The rich and powerful do not merely hold beliefs; they possess institutions. Police, courts, regulatory bodies, and mainstream media overwhelmingly operate in their favour, because their voices are treated as more credible, more valuable, more rational. A wealthy man who calls the police on a homeless person is likely to be believed. A homeless person who calls the police on a wealthy man is likely to be ignored — or suspected.
This imbalance extends across race, gender, and class. In courtrooms and professional settings, credibility is not distributed equally. A white psychologist will almost always be treated as more trustworthy than a Black woman, regardless of the latter’s lived experience. This is not accidental. It reflects a hierarchy of whose knowledge counts.
This is where figures like Candace Owens expose a deeper contradiction. She occupies an ambiguous position within social hierarchies—benefiting from proximity to power while reproducing the prejudices of those at the top. Rather than challenging dominant narratives, she often reinforces them, endorsing conspiratorial views of poverty that frame the poor as dirty, lazy, uneducated, addicted, or even genetically deficient. At the same time, she promotes unfounded conspiracy claims about political leaders themselves, including false assertions about the personal identity of figures connected to Emmanuel Macron.

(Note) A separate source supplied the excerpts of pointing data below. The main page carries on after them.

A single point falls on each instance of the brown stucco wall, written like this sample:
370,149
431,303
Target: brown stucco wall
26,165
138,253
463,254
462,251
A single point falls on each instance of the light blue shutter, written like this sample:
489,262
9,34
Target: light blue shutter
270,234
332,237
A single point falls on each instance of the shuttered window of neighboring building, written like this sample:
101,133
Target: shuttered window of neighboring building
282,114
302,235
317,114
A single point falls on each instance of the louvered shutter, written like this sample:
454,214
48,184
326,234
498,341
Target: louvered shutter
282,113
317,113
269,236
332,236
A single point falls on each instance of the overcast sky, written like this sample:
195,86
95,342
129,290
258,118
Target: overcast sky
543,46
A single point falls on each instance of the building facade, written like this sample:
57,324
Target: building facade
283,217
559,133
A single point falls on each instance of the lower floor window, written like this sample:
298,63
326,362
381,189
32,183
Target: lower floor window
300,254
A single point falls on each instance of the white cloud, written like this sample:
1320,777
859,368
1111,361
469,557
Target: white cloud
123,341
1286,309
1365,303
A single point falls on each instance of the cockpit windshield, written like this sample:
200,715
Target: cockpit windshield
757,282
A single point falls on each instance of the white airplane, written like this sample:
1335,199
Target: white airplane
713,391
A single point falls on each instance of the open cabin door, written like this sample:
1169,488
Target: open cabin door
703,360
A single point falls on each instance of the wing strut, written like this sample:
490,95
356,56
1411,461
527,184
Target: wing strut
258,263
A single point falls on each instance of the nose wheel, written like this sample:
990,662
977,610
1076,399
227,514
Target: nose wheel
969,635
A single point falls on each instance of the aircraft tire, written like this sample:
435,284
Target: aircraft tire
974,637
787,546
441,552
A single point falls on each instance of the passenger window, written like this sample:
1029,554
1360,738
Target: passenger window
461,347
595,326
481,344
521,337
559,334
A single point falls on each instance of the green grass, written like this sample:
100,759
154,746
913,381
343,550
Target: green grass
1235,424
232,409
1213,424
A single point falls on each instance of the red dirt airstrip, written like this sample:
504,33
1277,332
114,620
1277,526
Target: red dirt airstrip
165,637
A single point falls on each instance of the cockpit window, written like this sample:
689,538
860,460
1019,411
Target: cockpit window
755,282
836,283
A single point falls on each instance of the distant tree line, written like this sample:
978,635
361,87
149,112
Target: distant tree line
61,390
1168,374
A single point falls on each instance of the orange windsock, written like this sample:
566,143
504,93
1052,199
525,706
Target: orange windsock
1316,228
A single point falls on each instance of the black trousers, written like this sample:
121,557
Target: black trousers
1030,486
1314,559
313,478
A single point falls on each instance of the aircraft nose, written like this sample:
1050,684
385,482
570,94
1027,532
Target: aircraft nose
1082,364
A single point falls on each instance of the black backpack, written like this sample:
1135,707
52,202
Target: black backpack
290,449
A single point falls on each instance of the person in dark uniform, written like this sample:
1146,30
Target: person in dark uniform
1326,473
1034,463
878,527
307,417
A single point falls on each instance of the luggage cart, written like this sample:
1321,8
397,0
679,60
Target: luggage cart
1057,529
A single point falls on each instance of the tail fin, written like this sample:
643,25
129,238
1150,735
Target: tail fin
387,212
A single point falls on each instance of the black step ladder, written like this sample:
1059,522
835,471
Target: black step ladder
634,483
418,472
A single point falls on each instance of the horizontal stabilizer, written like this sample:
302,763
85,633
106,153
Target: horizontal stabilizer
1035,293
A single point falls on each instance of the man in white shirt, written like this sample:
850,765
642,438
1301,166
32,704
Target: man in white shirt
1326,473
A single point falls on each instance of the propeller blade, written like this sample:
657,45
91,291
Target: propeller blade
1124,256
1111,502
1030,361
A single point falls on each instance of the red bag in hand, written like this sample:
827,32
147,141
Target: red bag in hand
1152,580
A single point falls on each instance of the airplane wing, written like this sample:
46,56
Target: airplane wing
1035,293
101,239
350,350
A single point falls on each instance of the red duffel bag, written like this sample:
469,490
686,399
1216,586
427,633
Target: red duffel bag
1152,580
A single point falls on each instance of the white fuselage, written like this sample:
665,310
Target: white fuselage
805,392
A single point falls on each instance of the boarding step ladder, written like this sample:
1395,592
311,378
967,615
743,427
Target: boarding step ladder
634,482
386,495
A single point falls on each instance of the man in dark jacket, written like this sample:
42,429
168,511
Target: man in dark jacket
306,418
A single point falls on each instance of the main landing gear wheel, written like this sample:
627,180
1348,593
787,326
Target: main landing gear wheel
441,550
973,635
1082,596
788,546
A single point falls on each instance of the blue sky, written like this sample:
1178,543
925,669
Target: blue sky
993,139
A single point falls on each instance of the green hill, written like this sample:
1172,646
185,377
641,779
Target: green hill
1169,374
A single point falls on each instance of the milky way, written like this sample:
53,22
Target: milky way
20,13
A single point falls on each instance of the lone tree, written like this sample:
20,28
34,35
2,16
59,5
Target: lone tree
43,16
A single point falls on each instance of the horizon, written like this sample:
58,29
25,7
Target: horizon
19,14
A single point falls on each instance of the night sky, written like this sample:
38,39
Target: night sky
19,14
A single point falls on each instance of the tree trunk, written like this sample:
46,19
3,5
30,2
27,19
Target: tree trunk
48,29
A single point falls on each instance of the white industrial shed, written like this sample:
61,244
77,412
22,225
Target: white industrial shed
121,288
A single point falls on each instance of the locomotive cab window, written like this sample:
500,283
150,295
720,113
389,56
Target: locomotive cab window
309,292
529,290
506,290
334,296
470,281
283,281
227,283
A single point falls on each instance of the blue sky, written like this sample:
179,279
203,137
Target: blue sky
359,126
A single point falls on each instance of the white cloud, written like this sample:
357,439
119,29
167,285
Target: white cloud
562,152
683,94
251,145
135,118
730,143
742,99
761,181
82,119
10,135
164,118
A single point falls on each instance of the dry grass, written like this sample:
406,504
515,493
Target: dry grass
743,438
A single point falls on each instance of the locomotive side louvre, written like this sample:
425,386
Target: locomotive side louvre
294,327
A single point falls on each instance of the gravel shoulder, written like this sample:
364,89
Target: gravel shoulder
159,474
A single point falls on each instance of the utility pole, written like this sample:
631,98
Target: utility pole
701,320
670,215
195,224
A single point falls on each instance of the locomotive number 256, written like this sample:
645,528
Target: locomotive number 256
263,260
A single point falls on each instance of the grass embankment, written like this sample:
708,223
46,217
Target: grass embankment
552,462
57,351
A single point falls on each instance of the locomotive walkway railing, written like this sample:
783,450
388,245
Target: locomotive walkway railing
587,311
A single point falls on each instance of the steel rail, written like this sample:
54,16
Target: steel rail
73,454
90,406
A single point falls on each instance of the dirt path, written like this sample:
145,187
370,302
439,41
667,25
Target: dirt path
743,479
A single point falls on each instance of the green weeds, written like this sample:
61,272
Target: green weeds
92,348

The contradiction is striking: while she condemns imagined conspiracies among the powerless, she both absorbs the ideological conspiracies of the powerful and generates conspiratorial narratives of her own. In doing so, she mistakes structural prejudice for rational analysis. Critics often misdiagnose the problem by treating her discourse as paranoia; the issue is more precise than that—it is prejudice. Crucially, prejudice operates through the same mechanisms across social classes, but when it originates from or aligns with those in power, it is far more likely to be legitimised, excused, or ignored.
What we call conspiracy theories are not, in most cases, symptoms of insanity. They are symptoms of exclusion. They arise where promises of protection, equal rights, and impartial justice repeatedly fail. They are born when people learn — through experience, not imagination — that official narratives do not work for them.
This does not make conspiracy theories true. But it does make them intelligible.
To dismiss them as paranoia is to ignore the conditions that produce them. Worse, it is to reinforce the very structures of disbelief that drive people toward these narratives in the first place. Calling someone paranoid may feel like intellectual superiority. In reality, it is often just another way of refusing to confront how power actually operates.